Radiology Residents’ Independent Diagnosis of Appendicitis Using 2-mSv Computed Tomography: A Secondary Analysis of a Large Pragmatic Randomized Trial – Korean Journal of Radiology
Recent evidence has shown that reduction of abdominal/pelvic CT dose can be reduced to 2 mSv for diagnosing appendicitis without negative ramifications, but widespread use of low dose CT for appendicitis has been slow. This study postulates that one reason low dose CT has not caught on is due to autonomous overnight reads from residents in many academic centers, who may not be experienced with low dose CT. Previous studies however have shown that discrepancy rates between resident and attending reads are less than 3%. This study aims to compare resident’s diagnostic performance and clinical outcomes for appendicitis using 2-mSv (low dose) CT versus conventional-dose CT (CDCT). 107 radiology resident readers participated in the trial via daily practice after online training for low dose CT. The residents’ reports were finalized by attendings and the diagnostic performance of the residents, discrepancies between preliminary and finalized attending reports, and clinical outcomes between the two groups was compared. The authors found that performance and clinical outcomes were not significantly different between the low dose and CDCT groups following radiology residents’ CT readings, indicating that low dose CT can be utilized by radiologists at all levels for suspected appendicits.

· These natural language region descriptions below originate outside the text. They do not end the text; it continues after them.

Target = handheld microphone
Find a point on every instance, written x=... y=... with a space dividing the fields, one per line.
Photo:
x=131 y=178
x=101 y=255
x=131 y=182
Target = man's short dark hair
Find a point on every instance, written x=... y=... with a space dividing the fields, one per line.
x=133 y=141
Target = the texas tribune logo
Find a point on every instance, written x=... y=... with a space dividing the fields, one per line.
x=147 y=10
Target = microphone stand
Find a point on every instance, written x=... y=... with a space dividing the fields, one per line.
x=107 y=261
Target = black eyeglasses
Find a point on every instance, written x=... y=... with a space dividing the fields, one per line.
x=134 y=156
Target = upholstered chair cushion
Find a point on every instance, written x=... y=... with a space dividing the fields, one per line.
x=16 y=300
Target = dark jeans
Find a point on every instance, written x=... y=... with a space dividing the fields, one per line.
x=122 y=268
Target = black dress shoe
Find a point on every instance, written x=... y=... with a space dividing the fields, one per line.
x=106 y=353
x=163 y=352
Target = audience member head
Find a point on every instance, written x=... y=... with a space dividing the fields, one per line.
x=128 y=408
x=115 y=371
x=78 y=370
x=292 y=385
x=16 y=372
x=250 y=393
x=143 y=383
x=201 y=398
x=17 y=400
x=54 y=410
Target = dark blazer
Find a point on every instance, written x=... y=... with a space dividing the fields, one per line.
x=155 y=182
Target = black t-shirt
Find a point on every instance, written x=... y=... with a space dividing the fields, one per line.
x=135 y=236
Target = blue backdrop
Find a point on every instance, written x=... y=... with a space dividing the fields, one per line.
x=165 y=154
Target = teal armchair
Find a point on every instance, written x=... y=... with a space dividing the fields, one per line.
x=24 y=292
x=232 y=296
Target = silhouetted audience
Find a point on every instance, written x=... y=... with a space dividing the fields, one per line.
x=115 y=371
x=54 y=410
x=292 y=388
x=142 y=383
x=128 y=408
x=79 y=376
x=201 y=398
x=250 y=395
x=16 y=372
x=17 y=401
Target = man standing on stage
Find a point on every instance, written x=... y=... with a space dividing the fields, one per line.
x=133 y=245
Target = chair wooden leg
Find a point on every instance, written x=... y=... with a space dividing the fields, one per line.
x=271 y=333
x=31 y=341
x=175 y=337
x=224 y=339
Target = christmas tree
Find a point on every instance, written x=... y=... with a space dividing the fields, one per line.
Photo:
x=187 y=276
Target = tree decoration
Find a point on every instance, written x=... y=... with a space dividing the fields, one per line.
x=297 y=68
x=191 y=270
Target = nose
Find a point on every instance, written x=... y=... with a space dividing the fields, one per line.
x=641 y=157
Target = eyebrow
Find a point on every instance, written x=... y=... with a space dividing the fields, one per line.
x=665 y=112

Cho J, Kim HY, Lee S, Park JH, Lee KH. Radiology Residents’ Independent Diagnosis of Appendicitis Using 2-mSv Computed Tomography: A Secondary Analysis of a Large Pragmatic Randomized Trial. Korean J Radiol. 2023 Jun;24(6):529-540. https://doi.org/10.3348/kjr.2023.0015
MRI assessment of rectal cancer response to neoadjuvant therapy: a multireader study – Journal of European Radiology
Due to high morbidity, the question has been raised as to whether some patients with rectal cancer are overtreated with total mesorectal excision (TME). Watching and waiting is an emerging strategy for rectal cancer following neoadjuvant treatment, but selecting appropriate patients remains a challenge. This study aims to measure the accuracy of MRI in assessing rectal cancer response, as prior studies had a small number of radiologists participate and did not report inter-reader variability. 12 radiologists from 8 institutions assessed baseline and restaging MRI scans of 39 patients with rectal cancer. They were asked to assess MRI features and to categorize the overall response to treatment as complete or incomplete. Overall accuracy was 64%, with a sensitivity of 65% for detecting complete response and specificity of 63% for detecting residual tumor. Interpretation of the overall response was more accurate than the interpretation of any individual feature. For most patients’ variability and accuracy were inversely correlated. The authors conclude that based on this data, MRI-based evaluation of response at restaging is insufficiently accurate and has substantial interpretation variability. Some patient’s response to treatment may be easily recognizable on MRI, however this is not the case for most patients.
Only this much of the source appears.